Macron also decried the growing gap between the EU and the values propagated by the current US administration.

"We share so much with this country, but this country is rejecting multilateralism, free trade and climate change," he said.

European Commission President Jean-Claude Juncker welcomed Macron's speech, noting that his election victory last year gave "new hope" to the EU.

"The true France is back," Juncker said on Tuesday.

At the same time, he warned that the EU was an "ensemble" and not just a club made up of Germany and France.

Waiting for Berlin

Macron previously spoke at length about his vision for a closer EU at the Sorbonne in September, where he urged a joint eurozone budget and the introduction of an EU finance minister. Among other steps, he called for a joint asylum office, an aligning of national tax systems, and an EU-wide innovations office. Macron also suggested creating an EU rapid response force.

Read more: Is Emmanuel Macron Europe's new Angela Merkel?

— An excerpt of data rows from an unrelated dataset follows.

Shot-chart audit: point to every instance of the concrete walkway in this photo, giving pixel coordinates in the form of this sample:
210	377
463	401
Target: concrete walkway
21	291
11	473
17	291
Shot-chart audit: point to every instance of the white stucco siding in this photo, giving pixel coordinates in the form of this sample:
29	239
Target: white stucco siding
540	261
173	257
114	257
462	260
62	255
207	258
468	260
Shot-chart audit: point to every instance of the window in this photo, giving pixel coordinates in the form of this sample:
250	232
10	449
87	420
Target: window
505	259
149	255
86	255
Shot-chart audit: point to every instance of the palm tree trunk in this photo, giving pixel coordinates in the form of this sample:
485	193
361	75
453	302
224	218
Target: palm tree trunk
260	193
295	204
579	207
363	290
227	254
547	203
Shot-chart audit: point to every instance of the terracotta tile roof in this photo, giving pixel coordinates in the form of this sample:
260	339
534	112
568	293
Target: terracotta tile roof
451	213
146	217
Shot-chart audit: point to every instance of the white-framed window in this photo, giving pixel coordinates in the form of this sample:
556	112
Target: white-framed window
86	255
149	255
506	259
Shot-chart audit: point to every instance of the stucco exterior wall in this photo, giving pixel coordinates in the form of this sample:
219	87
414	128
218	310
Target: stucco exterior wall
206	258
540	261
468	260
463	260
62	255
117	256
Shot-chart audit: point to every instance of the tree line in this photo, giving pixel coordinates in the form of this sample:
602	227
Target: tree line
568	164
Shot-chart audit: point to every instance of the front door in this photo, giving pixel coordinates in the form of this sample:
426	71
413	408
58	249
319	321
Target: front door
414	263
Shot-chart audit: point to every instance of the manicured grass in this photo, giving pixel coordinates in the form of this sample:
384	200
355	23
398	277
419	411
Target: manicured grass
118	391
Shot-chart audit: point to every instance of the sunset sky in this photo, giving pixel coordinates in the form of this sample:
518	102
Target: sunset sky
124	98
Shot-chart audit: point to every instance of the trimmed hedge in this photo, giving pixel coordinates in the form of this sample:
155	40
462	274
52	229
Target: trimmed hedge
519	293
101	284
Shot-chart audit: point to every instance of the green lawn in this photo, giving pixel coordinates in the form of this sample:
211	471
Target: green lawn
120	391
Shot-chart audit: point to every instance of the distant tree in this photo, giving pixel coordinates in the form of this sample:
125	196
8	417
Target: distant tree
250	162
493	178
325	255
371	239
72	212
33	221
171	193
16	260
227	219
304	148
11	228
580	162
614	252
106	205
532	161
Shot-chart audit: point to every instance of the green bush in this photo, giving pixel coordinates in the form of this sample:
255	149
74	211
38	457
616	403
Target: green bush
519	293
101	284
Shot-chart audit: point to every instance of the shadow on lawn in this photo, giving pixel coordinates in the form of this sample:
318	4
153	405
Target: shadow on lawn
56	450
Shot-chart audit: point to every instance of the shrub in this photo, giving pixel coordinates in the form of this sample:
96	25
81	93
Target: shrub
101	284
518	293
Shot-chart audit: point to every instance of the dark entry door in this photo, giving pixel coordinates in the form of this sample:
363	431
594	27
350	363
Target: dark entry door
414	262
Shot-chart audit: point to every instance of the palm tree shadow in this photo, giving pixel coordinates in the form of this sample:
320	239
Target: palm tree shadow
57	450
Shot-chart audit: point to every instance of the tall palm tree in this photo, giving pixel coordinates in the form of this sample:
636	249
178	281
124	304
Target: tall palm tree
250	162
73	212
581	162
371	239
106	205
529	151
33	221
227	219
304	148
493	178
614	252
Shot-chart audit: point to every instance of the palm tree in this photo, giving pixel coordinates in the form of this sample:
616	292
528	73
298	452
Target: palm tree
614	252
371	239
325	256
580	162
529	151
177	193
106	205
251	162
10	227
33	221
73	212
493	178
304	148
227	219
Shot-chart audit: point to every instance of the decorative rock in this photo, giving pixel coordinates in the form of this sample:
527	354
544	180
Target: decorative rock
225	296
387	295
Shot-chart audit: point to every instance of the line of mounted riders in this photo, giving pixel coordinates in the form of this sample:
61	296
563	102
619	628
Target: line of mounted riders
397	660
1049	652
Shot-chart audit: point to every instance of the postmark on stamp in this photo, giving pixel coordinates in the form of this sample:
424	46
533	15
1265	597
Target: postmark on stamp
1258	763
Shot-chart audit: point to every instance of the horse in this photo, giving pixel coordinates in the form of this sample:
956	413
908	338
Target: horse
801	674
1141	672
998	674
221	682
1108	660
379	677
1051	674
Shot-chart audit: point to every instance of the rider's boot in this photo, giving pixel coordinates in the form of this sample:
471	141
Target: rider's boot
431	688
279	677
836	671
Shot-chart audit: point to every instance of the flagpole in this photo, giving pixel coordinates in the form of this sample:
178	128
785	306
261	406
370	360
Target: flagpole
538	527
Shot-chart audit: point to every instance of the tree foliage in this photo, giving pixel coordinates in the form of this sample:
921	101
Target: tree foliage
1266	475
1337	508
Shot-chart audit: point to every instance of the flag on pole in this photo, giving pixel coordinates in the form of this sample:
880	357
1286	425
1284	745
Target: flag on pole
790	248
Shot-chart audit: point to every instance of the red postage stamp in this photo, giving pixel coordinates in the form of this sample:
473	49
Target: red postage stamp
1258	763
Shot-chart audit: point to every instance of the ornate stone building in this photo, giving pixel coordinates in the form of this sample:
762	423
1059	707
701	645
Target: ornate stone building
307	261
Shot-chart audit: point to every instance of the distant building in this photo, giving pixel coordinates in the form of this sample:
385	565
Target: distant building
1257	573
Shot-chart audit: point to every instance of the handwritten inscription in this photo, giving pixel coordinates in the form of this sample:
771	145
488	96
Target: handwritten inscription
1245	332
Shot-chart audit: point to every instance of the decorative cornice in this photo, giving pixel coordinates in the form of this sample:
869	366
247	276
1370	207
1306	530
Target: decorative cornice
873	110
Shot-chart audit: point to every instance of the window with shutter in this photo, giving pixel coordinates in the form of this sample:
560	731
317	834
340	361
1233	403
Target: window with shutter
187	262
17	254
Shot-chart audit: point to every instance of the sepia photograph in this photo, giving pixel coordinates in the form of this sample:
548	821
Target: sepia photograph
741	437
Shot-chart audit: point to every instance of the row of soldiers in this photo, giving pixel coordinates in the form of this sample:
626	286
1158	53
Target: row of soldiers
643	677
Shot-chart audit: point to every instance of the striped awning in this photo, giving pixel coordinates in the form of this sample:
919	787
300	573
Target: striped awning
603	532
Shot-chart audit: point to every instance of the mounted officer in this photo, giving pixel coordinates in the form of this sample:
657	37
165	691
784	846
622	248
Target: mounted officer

Macron was forced to delay its plans following the elections in France's most important EU ally, Germany. Talks on forming a government in Berlin lasted much longer than expected. Even after the new German government took office, officials in Berlin have seemed cautious about the changes proposed by Macron.

Read more: Merkel's new cabinet shows youth trend

The French president is set to meet German Chancellor Angela Merkel on Thursday in Berlin. Last month, the two leaders pledged to bridge their differences and come up with a joint road map for reforms by June.